As Neil reported to Congress, as of July 21st of this year, his office had 104 ongoing criminal and civil investigations. This is an area in which we are actively seeing cases, and we currently have at least three ongoing investigations involving potential TARP related fraud.
I’ve spent a lot of time outlining what the Department and my Office are doing to fight financial fraud. Many of you are in-house counsel to or your firm is representing a financial corporation or executive. You may be wondering, after hearing what the Department is focused on, how can I make sure my clients stay as far away from it as possible?
For those of you in that position, let me share a few ideas.
First, if you are able to do so, you can make sure that your clients have robust, effective compliance programs and internal controls. A company’s compliance program continues to be one of the most important factors that the Department considers under the Principles of Federal Prosecution of Business Organizations. Compliance programs must be carried out and be effective – not exist only on paper.
Second, you can partner with us. The Department places a great deal of importance and emphasis on sharing information and partnering with the private sector in its anti-fraud efforts. The Department has been reaching out to private sector anti-fraud professionals to share information about fraud schemes and improvements in data analysis.
If you see new fraud schemes or ways in which we can prevent fraud, that is something we hope you’d share with the Department.
Third, you can advise your clients to make early, voluntary disclosure of misconduct. As you know, it is usually in your client’s best interest to cooperate with the government’s investigation through the disclosure of relevant facts, the production of documents and other evidence, and making witnesses available who have relevant information.
Not only is such voluntary disclosure in your client’s interest, but the failure to do so – the failure to make timely voluntary disclosure following the discovery of a criminal violation – in some circumstances can itself be an independent violation of law.
Fourth, you can guide your client’s decision to take meaningful remedial measures in response to criminal wrongdoing, including the payment of restitution and, if applicable, the disciplining or termination of culpable employees, officers, or directors.
As many of you know, among the charging factors that the Government uses to determine whether to charge corporations, there are only two factors that corporate counsel have any ability to control after the criminal conduct occurs:
1) self-reporting and cooperation, and 2) remedial action. This fact highlights the need to have robust compliance programs.
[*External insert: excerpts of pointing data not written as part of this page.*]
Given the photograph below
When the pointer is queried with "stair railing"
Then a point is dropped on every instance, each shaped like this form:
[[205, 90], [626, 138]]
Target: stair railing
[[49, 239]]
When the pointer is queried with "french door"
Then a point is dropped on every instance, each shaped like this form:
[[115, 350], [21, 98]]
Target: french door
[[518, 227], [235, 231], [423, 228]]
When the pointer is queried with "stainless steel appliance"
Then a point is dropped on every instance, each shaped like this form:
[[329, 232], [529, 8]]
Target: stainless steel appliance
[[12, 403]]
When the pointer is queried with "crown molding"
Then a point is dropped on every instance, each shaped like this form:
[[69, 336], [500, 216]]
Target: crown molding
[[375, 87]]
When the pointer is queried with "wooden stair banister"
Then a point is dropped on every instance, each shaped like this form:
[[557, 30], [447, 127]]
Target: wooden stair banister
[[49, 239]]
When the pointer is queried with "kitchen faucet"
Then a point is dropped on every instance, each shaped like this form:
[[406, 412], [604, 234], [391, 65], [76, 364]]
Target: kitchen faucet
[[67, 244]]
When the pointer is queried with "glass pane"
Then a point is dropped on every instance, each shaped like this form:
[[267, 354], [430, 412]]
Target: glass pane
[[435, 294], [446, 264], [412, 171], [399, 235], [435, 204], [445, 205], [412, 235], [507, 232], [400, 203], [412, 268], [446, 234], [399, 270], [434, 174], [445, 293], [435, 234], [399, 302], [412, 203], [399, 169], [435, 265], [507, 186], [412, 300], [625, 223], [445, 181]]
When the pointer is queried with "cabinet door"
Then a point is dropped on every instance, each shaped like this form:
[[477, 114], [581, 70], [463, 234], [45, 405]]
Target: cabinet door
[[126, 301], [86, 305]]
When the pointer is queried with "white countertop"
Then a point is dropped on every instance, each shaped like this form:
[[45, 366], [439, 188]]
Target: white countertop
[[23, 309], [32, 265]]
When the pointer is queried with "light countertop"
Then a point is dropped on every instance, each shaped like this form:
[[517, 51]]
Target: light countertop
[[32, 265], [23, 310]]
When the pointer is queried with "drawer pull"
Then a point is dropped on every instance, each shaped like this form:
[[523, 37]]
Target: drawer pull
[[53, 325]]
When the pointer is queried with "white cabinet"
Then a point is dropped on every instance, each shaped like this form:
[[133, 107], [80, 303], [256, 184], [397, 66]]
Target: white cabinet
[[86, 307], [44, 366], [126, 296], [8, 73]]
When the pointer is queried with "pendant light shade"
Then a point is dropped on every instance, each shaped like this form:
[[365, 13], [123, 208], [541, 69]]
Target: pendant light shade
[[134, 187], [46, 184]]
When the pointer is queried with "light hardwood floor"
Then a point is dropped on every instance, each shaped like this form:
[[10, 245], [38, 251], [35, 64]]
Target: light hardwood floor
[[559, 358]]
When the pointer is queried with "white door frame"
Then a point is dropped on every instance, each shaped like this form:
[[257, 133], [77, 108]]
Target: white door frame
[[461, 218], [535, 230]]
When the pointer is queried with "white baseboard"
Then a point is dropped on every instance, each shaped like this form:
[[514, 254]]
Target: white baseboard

All of these steps will help your clients in several ways. They will deter criminal conduct from occurring in the first place. They will ensure that if and when misconduct does occur, it is detected early and can be rooted out before too much damage is done.
Your client will receive credit for such actions during the prosecutorial decision-making process. And, finally, such steps will make your clients stronger corporate citizens and will empower them to fulfill their fiduciary obligations to shareholders and their duty to deal honestly with the investing public.
In conclusion, it should be clear that pursuing financial fraud is one of the Justice Department’s top priorities. That has led U.S. Attorney’s Offices throughout the country – and mine in particular – to see how we can step up our efforts and meet the Attorney General’s call to aggressively pursue these types of cases.
We are focused and, in my view, have never been more coordinated. We are determined to act vigilantly, quickly, and aggressively to ensure that boardroom and back office fraudsters alike are brought to justice.
Thank you again for allowing me to join you today. I am looking forward to your questions following Mr. Barofsky’s remarks.